In a bit of a surprise, the longest post-World War II recession in European history ended in the second quarter on the strength of growth from a mix of usual suspects and unexpected rebounders. However, cautious optimism is likely more appropriate than celebration.
Eurostat, the statistical office of the European Union, reported a 0.3% increase in the euro zone’s gross domestic product (GDP) in the second quarter. The EU experienced negative growth in each of the previous six quarters as debt crises in several nations took their toll on the economic bloc.
Germany and France helped lead the way, as did a surprising quarter-over-quarter improvement by former bailout recipient Portugal. Other gainers, both by quarter and annually, were Latvia, Lithuania, Poland, Slovakia, the United Kingdom and, to a slightly lesser extent, Estonia and Hungary. Although some market watchers reacted with near hubris, NACM Economist Chris Kuehl, PhD said some of the reactions felt like “a little bit of grasping at straws.”
“The expected result was that there would be further decline and, at best, a steady state of mild recession,” Kuehl said. “Instead, there was a growth rate of 0.3%. This should hardly motivate some wild dancing in the streets, but the fact is that Europe has been in full recession for almost a year and this marks the first sign of emergence. The next trick will be sustaining that progress.” He noted it will largely be up to Germany and France to carry that weight.
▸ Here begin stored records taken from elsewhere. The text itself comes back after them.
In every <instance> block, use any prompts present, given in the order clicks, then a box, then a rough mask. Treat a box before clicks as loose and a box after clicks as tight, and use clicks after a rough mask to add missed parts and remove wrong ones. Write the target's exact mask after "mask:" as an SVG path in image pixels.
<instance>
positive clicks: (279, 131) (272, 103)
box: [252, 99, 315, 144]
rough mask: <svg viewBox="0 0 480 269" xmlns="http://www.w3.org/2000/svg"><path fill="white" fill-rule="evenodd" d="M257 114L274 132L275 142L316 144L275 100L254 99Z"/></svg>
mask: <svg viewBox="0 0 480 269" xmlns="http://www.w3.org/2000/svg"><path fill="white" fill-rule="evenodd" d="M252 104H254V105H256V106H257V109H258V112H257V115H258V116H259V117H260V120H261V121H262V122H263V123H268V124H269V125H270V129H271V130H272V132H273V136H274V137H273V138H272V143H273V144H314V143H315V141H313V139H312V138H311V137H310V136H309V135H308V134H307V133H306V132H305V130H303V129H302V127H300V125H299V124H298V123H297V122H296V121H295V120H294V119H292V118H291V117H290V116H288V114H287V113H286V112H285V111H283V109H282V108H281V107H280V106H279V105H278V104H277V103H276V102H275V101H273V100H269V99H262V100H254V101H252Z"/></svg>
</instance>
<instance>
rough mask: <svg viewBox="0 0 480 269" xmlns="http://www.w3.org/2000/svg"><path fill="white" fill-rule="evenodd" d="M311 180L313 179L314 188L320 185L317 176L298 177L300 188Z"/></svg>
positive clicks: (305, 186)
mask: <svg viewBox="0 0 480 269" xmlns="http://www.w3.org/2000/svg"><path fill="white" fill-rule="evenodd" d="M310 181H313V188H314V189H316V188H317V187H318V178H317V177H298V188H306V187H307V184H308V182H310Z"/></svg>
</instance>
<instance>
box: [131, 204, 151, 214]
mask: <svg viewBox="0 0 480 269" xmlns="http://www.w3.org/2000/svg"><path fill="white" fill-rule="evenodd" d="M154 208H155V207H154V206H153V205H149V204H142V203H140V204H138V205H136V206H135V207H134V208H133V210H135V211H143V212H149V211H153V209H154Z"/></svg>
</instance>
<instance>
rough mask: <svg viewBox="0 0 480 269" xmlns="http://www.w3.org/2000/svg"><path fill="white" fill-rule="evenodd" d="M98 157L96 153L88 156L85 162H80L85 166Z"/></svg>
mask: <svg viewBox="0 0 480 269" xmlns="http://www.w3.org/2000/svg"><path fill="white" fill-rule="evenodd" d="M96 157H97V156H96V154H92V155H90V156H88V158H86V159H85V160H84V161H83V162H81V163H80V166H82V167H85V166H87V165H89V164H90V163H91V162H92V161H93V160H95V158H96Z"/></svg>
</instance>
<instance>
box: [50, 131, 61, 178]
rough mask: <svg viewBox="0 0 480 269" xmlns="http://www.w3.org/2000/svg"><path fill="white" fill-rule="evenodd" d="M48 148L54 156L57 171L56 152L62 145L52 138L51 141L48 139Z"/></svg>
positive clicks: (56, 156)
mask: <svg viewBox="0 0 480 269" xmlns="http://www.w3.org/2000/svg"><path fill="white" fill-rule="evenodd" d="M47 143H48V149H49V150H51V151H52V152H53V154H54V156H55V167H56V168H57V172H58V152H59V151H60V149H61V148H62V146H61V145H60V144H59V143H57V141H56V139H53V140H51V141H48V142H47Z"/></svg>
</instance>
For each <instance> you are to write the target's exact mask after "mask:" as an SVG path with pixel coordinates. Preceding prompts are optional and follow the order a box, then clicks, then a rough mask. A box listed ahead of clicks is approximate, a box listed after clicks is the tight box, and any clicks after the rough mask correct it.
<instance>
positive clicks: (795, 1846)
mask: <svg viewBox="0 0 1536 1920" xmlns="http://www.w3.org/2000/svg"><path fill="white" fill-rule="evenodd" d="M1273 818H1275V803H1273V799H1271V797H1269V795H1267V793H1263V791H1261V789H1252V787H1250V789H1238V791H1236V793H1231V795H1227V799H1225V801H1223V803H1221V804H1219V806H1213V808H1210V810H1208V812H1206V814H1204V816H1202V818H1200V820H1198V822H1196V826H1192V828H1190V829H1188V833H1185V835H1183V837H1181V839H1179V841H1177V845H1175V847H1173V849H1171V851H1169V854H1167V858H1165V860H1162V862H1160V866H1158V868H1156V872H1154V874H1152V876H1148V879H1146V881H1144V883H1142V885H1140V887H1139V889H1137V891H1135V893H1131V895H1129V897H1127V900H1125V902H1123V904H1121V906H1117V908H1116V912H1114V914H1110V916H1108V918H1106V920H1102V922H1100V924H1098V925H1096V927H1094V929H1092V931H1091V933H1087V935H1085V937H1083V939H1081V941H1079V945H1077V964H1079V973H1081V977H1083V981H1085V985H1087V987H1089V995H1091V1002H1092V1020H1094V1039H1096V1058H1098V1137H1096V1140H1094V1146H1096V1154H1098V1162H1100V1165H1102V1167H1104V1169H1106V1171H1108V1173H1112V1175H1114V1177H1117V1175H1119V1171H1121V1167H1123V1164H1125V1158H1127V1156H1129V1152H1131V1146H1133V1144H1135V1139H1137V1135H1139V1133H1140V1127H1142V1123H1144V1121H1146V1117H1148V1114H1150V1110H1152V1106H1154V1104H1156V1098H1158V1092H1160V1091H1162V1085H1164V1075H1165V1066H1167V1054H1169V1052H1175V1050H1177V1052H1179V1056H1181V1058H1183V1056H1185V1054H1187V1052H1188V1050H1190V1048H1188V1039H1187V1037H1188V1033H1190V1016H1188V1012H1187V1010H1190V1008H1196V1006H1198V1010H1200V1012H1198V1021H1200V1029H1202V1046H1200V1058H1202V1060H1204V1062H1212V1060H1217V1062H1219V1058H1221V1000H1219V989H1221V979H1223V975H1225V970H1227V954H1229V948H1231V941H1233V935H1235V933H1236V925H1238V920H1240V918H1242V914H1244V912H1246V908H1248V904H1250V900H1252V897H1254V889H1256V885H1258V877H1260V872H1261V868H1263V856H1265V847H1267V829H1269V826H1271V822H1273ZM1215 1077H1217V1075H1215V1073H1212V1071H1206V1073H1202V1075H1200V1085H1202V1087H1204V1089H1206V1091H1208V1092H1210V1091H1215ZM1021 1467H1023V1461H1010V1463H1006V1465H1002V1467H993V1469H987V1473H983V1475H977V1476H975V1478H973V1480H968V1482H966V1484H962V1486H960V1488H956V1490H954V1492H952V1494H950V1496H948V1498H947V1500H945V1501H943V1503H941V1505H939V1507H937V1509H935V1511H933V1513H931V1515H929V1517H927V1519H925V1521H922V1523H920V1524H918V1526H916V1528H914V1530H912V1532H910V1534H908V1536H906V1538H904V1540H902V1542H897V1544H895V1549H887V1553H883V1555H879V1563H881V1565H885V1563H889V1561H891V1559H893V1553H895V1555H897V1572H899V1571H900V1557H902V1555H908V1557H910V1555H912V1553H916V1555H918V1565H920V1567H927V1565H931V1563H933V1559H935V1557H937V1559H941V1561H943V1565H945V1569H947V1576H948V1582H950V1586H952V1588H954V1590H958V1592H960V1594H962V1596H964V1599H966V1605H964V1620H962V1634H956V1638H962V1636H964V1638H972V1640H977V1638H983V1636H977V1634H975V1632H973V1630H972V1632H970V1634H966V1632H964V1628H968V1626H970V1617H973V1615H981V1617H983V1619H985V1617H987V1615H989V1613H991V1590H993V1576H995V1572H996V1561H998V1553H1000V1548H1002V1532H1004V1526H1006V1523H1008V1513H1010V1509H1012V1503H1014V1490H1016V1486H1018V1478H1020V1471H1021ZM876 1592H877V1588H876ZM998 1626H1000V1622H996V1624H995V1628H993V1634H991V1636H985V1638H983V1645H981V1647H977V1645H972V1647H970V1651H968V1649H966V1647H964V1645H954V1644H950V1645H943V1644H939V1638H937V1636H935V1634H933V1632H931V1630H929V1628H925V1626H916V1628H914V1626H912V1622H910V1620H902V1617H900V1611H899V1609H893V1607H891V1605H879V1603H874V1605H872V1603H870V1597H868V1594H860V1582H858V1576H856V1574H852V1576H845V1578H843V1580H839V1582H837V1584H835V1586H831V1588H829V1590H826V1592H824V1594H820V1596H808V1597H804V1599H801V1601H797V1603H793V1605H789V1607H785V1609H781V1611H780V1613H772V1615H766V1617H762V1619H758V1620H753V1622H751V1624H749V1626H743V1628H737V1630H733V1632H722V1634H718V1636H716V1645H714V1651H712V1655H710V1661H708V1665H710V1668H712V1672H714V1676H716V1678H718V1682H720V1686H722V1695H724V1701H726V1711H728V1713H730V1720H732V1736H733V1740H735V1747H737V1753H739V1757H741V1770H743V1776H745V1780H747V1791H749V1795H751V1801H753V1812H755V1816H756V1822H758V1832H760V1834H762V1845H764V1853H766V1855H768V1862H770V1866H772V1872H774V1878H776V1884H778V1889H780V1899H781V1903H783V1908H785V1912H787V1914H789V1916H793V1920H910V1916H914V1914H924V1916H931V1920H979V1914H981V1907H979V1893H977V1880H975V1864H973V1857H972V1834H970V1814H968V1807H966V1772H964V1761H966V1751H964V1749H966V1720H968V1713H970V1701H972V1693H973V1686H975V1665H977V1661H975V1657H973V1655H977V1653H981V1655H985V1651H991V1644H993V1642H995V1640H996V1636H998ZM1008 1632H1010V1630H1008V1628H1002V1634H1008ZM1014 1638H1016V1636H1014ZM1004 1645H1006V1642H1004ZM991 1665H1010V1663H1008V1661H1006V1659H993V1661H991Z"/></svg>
Even EU Vice President Olli Rehn’s similar sentiment fell short of optimistic. “This slightly more positive data is welcome, but there is no room for any complacency,” Rehn said. “Self-congratulatory statements suggesting ‘the crisis is over’ are not for today. There are still substantial obstacles to overcome: growth figures remain low and the tentative signs for growth are still fragile.” The vice president added that statistical averages also hid massive differences between the stronger performing states and the weaker ones (Greece, Spain, Italy and Cyprus).